Mas as pesquisas se inclinaram a favor de Carney desde que assumiu o controle dos liberais, que têm apenas uma minoria no Parlamento. Agora, os analistas consideram que a disputa está acirrada demais para apontar um ganhador.
"Muitos consideram que é uma eleição existencial, sem precedentes", disse à AFP Felix Mathieu, cientista político da Universidade de Winnipeg.
"É impossível neste momento fazer previsões, mas estas serão eleições acompanhadas muito de perto e com uma participação eleitoral que deve aumentar", acrescentou.
Neste domingo, Poilievre, a quem alguns consideram similar a Trump por seu estilo e conteúdo, marcou sua posição. "Quero o contrário do que Donald Trump quer", disse o líder conservador, prometendo basear sua campanha em questões econômicas do dia a dia e nas preocupações da "gente comum".

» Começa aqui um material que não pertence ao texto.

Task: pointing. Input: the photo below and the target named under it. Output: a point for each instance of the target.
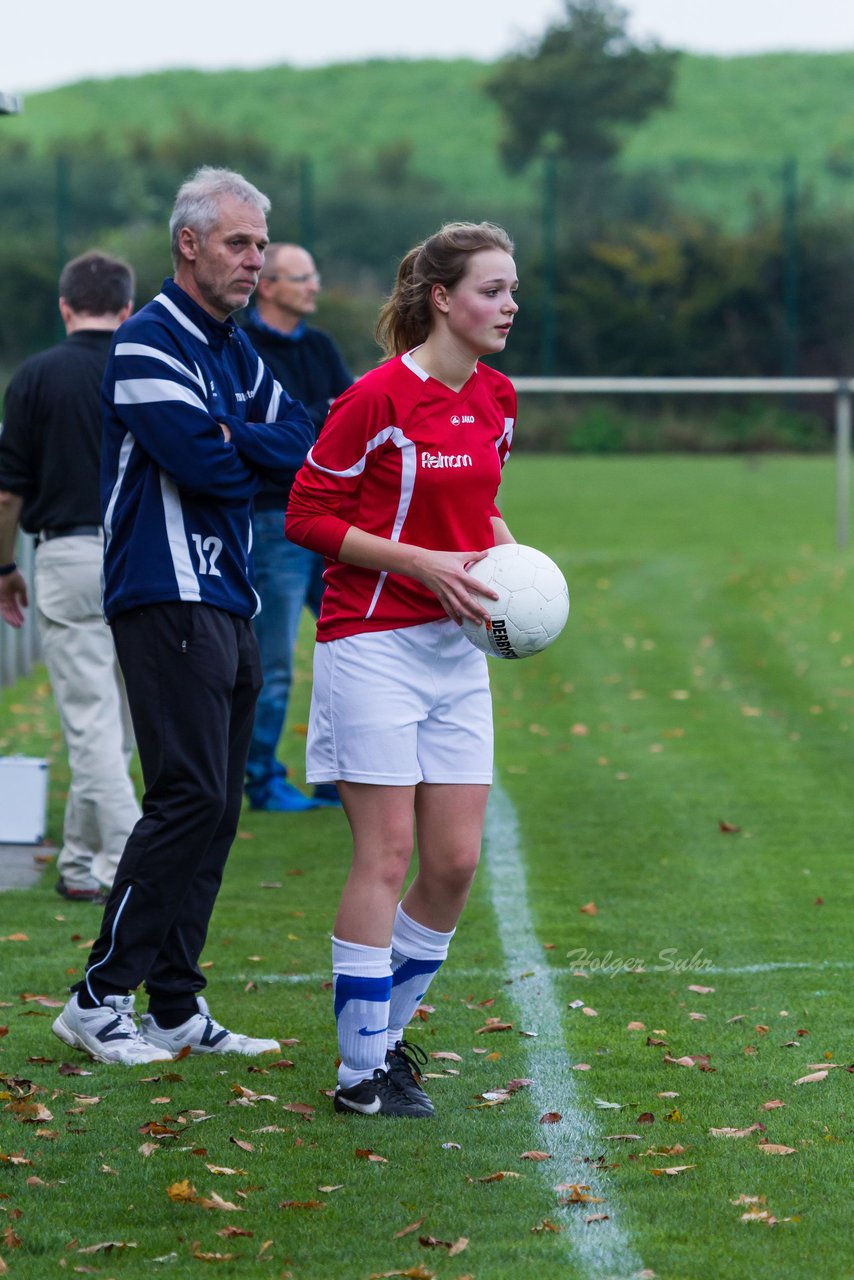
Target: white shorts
(396, 708)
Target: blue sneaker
(325, 795)
(279, 796)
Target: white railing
(19, 648)
(840, 388)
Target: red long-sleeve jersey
(405, 457)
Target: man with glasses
(311, 369)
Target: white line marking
(602, 1248)
(563, 972)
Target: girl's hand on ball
(444, 574)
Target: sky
(50, 42)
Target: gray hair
(199, 199)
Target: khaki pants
(88, 690)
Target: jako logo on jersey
(446, 460)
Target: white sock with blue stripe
(361, 983)
(418, 954)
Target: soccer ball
(533, 602)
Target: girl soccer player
(400, 496)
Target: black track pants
(192, 675)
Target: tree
(572, 91)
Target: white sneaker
(204, 1036)
(106, 1033)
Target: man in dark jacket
(50, 451)
(193, 423)
(311, 369)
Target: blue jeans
(287, 577)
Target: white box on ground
(23, 800)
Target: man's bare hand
(13, 598)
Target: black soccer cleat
(402, 1064)
(379, 1095)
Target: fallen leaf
(735, 1133)
(108, 1246)
(182, 1191)
(410, 1274)
(453, 1247)
(407, 1230)
(494, 1178)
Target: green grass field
(662, 918)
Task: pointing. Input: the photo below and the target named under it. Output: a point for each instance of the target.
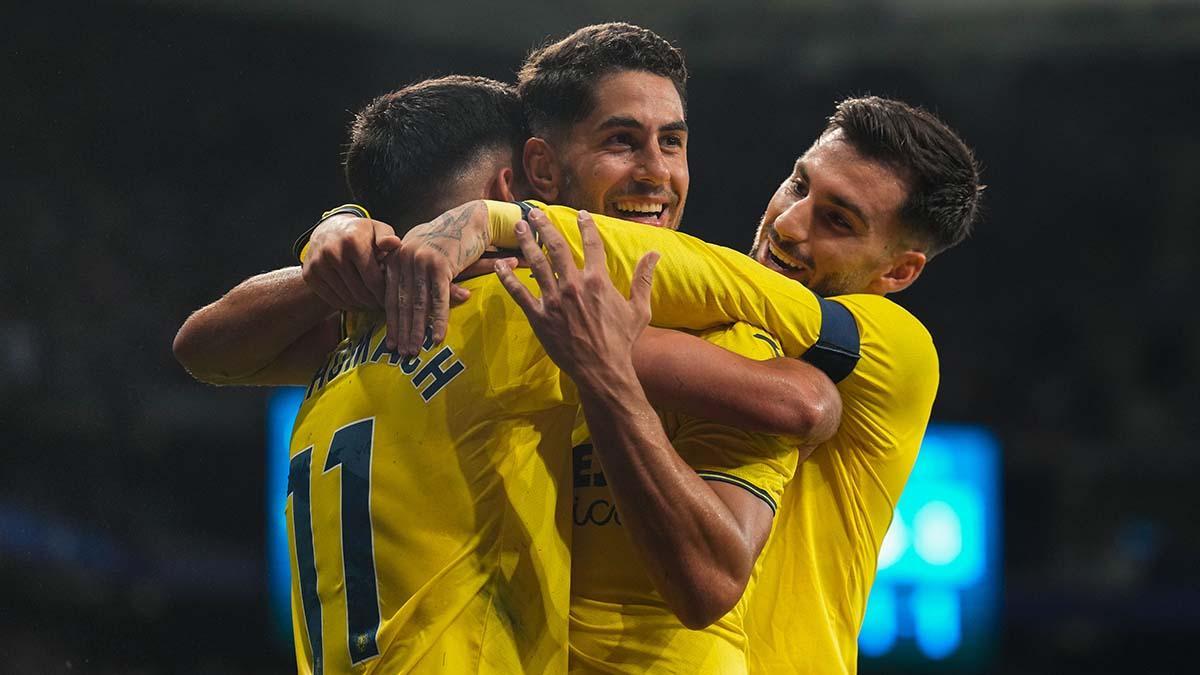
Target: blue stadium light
(937, 583)
(281, 412)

Carney, de 60 anos, fez carreira fora da política eleitoral. Esteve por mais de uma década no banco Goldman Sachs, depois dirigiu o banco central do Canadá e em seguida, o Banco de Inglaterra.
Trump afirma que não lhe importa o futuro do vizinho, enquanto avança com seus planos de impor novas tarifas alfandegárias ao Canadá e outros parceiros comerciais importantes em 2 de abril.
"Não me importa quem vai vencer lá", afirmou Trump esta semana.
"Mas há pouco, antes que eu me envolvesse e mudasse totalmente as eleições, que não me importam, [...] o Partido Conservador levava uma vantagem de 35 pontos", acrescentou.